Avec une économie mondiale soumise à de vastes mouvements tectoniques, la géographie planétaire des risques est de plus en plus dure à appréhender pour les multinationales. 2017 s’annonce pour elles comme « une année d’incertitude aiguë », selon l’expression du cabinet de conseil britannique Control Risks, qui a choisi d’intituler ainsi sa nouvelle carte mondiale des risques, publiée lundi 12 décembre.

Le vote en faveur du Brexit et, plus récemment, la victoire du républicain Donald Trump à l’élection présidentielle américaine sont les manifestations les plus éclatantes d’une recomposition politique à même de bouleverser les grands équilibres mondiaux. « On a le sentiment très fort qu’un changement systémique est à l’œuvre dans la façon dont le monde fonctionne », décrit Charles Hecker, directeur associé du cabinet, selon lequel ces récents événements pourraient être « source de fortes perturbations pour les entreprises ».

La stabilité géopolitique, l’ouverture des échanges, l’idéal démocratique-libéral… tous ces « accélérateurs de business » sont confrontés à un processus d’« érosion », constate Control Risks. Outre la montée d’un populisme susceptible d’entraîner un repli nationaliste et, partant, de peser sur la dynamique du commerce mondial, le cabinet pointe la persistance de la menace terroriste. Les coups portés à l’organisation Etat islamique pourraient accélérer la dispersion de ses « membres » tout autour du globe. Face à cette fragmentation du danger, « la réponse au terrorisme devient de plus en plus difficile pour les entreprises », note Control Risks.

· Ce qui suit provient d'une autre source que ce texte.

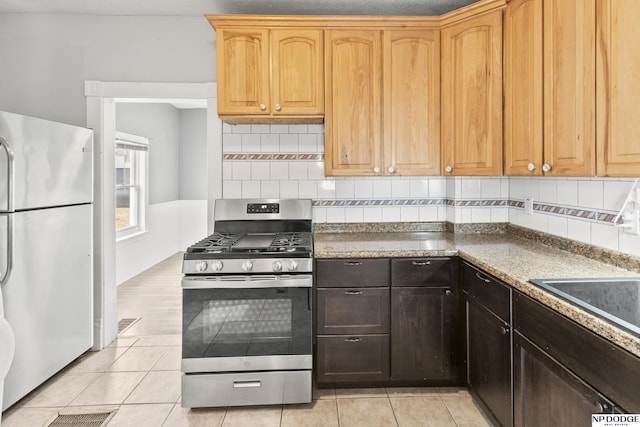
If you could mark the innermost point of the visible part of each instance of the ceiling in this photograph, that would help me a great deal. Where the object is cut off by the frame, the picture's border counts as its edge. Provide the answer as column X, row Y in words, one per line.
column 261, row 7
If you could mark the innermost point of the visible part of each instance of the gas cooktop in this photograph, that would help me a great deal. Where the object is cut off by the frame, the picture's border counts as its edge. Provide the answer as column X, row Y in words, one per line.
column 290, row 244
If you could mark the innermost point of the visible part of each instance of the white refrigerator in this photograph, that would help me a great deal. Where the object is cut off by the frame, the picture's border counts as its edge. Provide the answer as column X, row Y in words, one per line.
column 46, row 195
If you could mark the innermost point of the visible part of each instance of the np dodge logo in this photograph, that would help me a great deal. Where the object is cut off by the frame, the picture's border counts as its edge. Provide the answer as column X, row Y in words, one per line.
column 615, row 420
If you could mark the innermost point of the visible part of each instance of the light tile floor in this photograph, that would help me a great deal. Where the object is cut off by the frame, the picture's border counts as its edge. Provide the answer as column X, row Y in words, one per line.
column 138, row 376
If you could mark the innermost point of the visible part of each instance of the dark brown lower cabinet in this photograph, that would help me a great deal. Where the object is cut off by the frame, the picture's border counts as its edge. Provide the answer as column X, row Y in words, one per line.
column 547, row 394
column 489, row 361
column 423, row 334
column 352, row 358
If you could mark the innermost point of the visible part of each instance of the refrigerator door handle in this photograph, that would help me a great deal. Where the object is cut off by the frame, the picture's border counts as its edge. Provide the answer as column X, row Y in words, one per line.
column 10, row 161
column 9, row 266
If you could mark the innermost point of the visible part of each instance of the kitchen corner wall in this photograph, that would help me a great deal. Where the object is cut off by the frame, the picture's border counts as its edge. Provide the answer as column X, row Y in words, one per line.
column 286, row 161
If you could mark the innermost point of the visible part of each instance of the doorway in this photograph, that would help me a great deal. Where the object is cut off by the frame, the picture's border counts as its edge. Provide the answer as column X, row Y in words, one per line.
column 102, row 99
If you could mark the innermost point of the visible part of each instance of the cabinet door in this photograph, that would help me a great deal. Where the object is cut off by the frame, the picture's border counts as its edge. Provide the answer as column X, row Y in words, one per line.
column 353, row 116
column 489, row 361
column 523, row 110
column 297, row 80
column 472, row 96
column 569, row 87
column 412, row 102
column 352, row 273
column 243, row 71
column 547, row 394
column 423, row 334
column 352, row 358
column 353, row 311
column 618, row 85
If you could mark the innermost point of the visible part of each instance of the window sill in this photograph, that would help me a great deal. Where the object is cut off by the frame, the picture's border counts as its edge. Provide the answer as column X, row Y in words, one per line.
column 129, row 235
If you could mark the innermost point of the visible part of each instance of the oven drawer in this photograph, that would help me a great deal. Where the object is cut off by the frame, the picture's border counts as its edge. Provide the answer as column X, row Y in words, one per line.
column 353, row 311
column 352, row 273
column 351, row 358
column 237, row 389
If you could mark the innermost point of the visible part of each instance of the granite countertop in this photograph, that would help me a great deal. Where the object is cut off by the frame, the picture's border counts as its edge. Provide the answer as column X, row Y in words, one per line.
column 509, row 257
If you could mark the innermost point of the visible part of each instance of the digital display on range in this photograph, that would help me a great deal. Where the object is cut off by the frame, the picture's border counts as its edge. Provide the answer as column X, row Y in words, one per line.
column 263, row 208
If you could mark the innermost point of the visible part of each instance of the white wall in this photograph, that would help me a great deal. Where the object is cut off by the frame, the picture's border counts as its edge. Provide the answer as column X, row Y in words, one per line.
column 47, row 58
column 287, row 161
column 171, row 227
column 193, row 154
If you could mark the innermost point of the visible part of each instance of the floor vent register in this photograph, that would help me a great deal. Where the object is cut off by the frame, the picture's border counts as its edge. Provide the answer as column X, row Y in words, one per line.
column 96, row 419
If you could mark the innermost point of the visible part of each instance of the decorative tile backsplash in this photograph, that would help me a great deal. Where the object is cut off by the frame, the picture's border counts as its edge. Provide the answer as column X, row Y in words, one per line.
column 286, row 161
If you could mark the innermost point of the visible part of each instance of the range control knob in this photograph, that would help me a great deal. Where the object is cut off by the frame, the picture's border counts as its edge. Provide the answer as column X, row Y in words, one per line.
column 201, row 266
column 217, row 265
column 247, row 265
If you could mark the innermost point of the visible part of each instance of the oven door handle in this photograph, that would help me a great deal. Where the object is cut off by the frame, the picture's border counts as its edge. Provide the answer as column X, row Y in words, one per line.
column 248, row 282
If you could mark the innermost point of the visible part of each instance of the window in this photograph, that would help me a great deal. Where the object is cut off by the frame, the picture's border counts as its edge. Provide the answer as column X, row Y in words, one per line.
column 131, row 183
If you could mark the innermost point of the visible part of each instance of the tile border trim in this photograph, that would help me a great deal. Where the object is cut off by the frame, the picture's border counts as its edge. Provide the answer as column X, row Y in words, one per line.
column 571, row 212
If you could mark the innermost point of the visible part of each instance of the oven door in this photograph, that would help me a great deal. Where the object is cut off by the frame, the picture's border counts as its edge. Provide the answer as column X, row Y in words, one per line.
column 246, row 323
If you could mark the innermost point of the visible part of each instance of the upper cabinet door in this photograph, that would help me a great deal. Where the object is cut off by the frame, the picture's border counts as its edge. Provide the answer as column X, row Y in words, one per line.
column 550, row 109
column 412, row 102
column 472, row 96
column 243, row 71
column 618, row 86
column 353, row 119
column 297, row 76
column 523, row 110
column 569, row 87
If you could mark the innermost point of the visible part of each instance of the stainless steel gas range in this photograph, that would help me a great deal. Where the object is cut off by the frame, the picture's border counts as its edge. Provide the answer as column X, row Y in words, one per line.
column 247, row 300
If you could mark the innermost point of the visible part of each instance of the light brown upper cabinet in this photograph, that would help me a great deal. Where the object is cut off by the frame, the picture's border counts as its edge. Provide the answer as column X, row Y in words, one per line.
column 270, row 75
column 549, row 85
column 353, row 102
column 618, row 88
column 472, row 95
column 411, row 102
column 382, row 102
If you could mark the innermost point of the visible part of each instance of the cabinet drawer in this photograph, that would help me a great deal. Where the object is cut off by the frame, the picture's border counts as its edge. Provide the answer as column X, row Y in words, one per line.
column 608, row 368
column 413, row 272
column 352, row 273
column 487, row 291
column 353, row 311
column 352, row 358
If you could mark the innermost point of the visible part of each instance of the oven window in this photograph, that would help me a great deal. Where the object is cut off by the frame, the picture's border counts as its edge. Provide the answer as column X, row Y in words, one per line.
column 246, row 322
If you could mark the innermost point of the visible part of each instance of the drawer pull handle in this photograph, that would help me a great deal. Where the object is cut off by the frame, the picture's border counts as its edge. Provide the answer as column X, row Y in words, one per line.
column 247, row 384
column 420, row 263
column 484, row 279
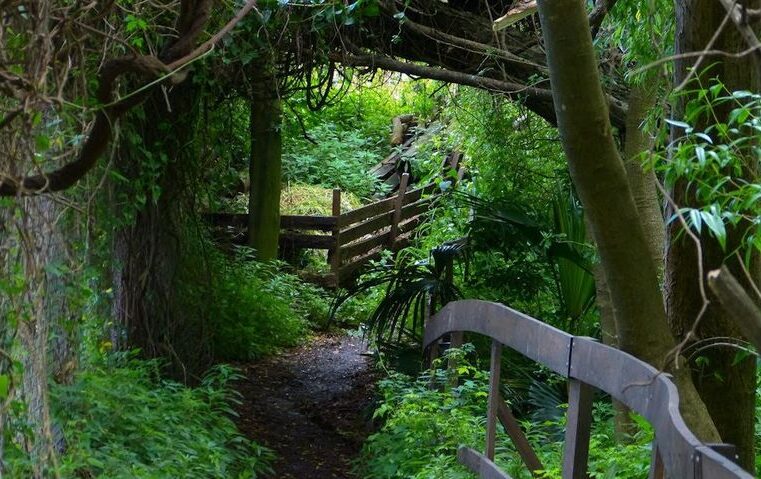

Le « défi » de la cybersécurité

Parmi les tendances auxquelles les grands groupes mondiaux doivent se montrer attentifs figure aussi la complexité croissante du paysage cybersécuritaire. « On assiste à une montée du nationalisme des données, qui est l’expression cybernétique du nationalisme économique », relève M. Hecker. En témoigne la multiplication des législations sur la protection des données, contradictoires si ce n’est concurrentes, entre les Etats-Unis, l’Europe, la Chine ou la Russie : « Un gros défi pour l’e-commerce et les entreprises multinationales qui doivent s’y soumettre. »

Cet environnement mouvant n’a pas conduit le cabinet à modifier sensiblement son planisphère des risques par rapport aux années précédentes. Ceux-ci se déclinent en risques sécuritaires (vol, fraude, kidnapping, expropriation…) et géopolitiques (corruption, insécurité judiciaire, instabilité institutionnelle, sanctions…).

« Menaces politique »

Les cartes établies ci-dessus par Le Monde en se fondant sur les données transmises par le consultant montrent qu’une fois encore les régions les plus dynamiques sont toujours parmi les plus tendues. C’est le cas pour une bonne partie de l’Afrique, mais aussi pour la Chine, où le risque est jugé bas au plan sécuritaire, mais plus préoccupant au niveau politique. Une Europe à faible croissance se présente, elle, comme nettement moins périlleuse pour les sociétés, tout comme les Etats-Unis, le Canada ou l’Australie.

« Le risque arrive en Europe », estime pourtant le cabinet. En France notamment, le milieu des affaires devrait connaître une année d’« incertitude accrue ». Tablant sur une victoire du candidat de la droite, le libéral François Fillon, Control Risks tire pourtant une conclusion mitigée pour les entreprises : il estime que son programme résolument « pro-business » pourrait susciter d’importants troubles sociaux dans les mois suivant le scrutin et perturber la bonne marche des affaires.

Le tableau pour 2017 serait donc plus équivoque que ne le laisse penser, au premier regard, la mappemonde des risques. Pour les compagnies, la distinction entre des marchés domestiques perçus comme sûrs et des marchés plus lointains semés d’embûches devient « minime » : plus aucune zone n’est parfaitement à l’abri des « menaces politique, cybernétique et terroriste », assène le consultant. Les entreprises sont prévenues : l’année qui arrive, affirme Richard Fenning, patron de Control Risks, sera pour elles « l’une des plus difficiles en matière de prise de décision stratégique depuis la fin de la guerre froide ».